CHOLET (Reuters) - Stefan Schumacher a fait sensation dans le contre-la-montre de Cholet lors de la quatrième étape du Tour de France, dans une discipline qui fait peu de place aux surprises.
Large vainqueur devant les meilleurs spécialistes du monde que sont Fabian Cancellara ou David Millar, Schumacher a pris le maillot jaune et la lumière qui l'accompagne.
Ont alors ressurgi les différents contrôles qui ont marqué sa jeune carrière.
Fin septembre, ce coureur de 26 ans originaire de l'ancienne Allemagne de l'Est a été contrôlé par la police après un accident de voiture à la sortie d'une discothèque.
Les différents examens ont révélé une alcoolémie trop élevée et des traces d'amphétamines pour lesquelles finalement il n'a pas été inquiété.
Pour avoir pris de la cocaïne en boîte de nuit, Tom Boonen a été jugé indésirable sur le Tour de France.
"Je ne suis pas fier de cette affaire, j'avais oublié que je suis une figure publique. Mon cas est différent de celui de Tom Boonen, moi j'ai fait cela hors saison. Lui non", a expliqué Schumacher.
"C'est dommage qu'il ne soit pas là, c'est un champion qui manque mais je ne veux pas m'occuper des affaires des autres. Il y a le point de vue moral, il ne peut plus être un exemple pour la jeunesse mais du point de vue sportif, il n'y a pas lieu de lui reprocher quoi que ce soit. Je ne veux plus parler ça."
Au beau milieu d'un climat de défiance du cyclisme, Schumacher a quand même dû s'expliquer. Notamment avec son employeur Hans-Michael Holczer, le manager de l'équipe Gerolsteiner toujours à la recherche d'un repreneur.
"Nous avons eu beaucoup de discussions, on s'est beaucoup disputé lui et moi avant que j'accepte de le réintégrer dans l'équipe.
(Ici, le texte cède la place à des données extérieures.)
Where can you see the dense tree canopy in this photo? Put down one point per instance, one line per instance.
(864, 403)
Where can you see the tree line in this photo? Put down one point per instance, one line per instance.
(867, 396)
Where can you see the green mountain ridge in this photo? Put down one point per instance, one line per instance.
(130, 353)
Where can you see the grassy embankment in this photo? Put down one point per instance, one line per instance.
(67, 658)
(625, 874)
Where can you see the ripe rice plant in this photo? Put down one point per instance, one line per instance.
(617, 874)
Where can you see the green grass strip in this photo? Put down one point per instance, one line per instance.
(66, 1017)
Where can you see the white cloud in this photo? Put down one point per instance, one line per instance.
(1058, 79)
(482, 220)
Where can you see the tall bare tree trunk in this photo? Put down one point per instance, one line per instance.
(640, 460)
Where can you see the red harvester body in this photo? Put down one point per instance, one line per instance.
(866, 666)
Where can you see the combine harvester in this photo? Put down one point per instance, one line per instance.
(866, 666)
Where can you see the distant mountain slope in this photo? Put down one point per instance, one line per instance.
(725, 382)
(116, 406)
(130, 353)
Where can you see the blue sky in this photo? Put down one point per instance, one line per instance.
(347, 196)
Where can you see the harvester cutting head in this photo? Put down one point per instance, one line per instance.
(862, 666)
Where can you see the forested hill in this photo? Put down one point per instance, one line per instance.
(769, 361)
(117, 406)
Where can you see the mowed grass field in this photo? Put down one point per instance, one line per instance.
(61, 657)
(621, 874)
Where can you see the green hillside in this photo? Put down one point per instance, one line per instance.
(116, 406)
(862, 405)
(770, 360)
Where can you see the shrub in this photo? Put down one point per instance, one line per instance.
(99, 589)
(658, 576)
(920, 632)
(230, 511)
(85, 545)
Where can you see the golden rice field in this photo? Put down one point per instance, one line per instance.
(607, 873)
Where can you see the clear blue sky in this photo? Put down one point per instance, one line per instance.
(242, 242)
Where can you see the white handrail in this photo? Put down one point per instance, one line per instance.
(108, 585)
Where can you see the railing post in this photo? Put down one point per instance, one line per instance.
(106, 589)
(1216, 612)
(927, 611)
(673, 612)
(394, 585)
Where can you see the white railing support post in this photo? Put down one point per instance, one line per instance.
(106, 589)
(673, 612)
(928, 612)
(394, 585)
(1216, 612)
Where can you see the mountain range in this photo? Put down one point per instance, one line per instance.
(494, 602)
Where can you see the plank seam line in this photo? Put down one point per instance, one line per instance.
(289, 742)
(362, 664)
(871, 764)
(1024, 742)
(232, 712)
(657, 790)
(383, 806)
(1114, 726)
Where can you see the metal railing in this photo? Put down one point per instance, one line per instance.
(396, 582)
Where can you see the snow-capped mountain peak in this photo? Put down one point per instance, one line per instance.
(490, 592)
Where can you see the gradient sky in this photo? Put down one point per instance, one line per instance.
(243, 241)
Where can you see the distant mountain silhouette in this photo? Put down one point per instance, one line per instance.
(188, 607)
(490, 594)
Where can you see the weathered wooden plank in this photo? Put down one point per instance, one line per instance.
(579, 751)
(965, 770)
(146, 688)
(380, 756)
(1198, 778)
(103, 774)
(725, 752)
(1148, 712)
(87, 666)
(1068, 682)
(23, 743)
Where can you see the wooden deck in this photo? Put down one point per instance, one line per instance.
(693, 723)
Ca a fait du mal à l'image de l'équipe et je peux dire qu'il y a eu une conséquence financière pour lui", a dit Holczer.
SURPRIS DE GAGNER
Au cours des semaines qui avaient précédé le championnat du monde dont il avait pris la troisième place à Stuttgart, il avait également subi un contrôle sanguin révélant des paramètres anormaux mais il avait démontré avoir dû soigner une diarrhée.
En 2005, il avait été positif à la Catérine mais avait présenté une autorisation à usage thérapeutique. Schumacher n'a rien fait depuis ses débuts professionnels pour dissiper le doute.
Il s'était révélé en 2006 en gagnant deux étapes du Tour d'Italie et en portant le maillot rose pendant quatre jours, confirmant en 2007 par une victoire dans l'Amstel Gold Race mais c'est aussi un homme qui ne sait pas être régulier dans ses résultats, disparaissant quand on l'attend, surgissant quand son nom n'alimente plus les pronostics.
C'était le cas avant le contre-la-montre de Cholet, même si cette distance (29,5km) lui a toujours bien convenu.
"Je suis évidemment surpris de gagner, je me sentais bien mais de là à faire mieux que Cancellara...", a-t-il dit.
"Je me voyais plus dans les cinq premiers."
Schumacher s'ajoute donc à la liste des coureurs capables d'obtenir un bon résultat à Paris même s'il a toujours démontré ses limites dans la haute montagne.
"Demain soir, à Chateauroux, je pense garder le maillot jaune mais ça va demander beaucoup de travail à mon équipe. Ce sera plus dur jeudi à Super Besse avec Kim Kirchen (Columbia, deuxième à 12 secondes) qui sera avantagé par cette arrivée en côte", a-t-il ajouté.
"Pour ce qui est de mon équipe, j'ai toujours un contrat avec Holczer et je ne pense pas qu'il m'empêcherait de partir mais je ne vois pas non plus la possibilité que cette équipe disparaisse.
"C'est souhaitable pour le cyclisme allemand. J'espère que ce maillot jaune va nous permettre de continuer."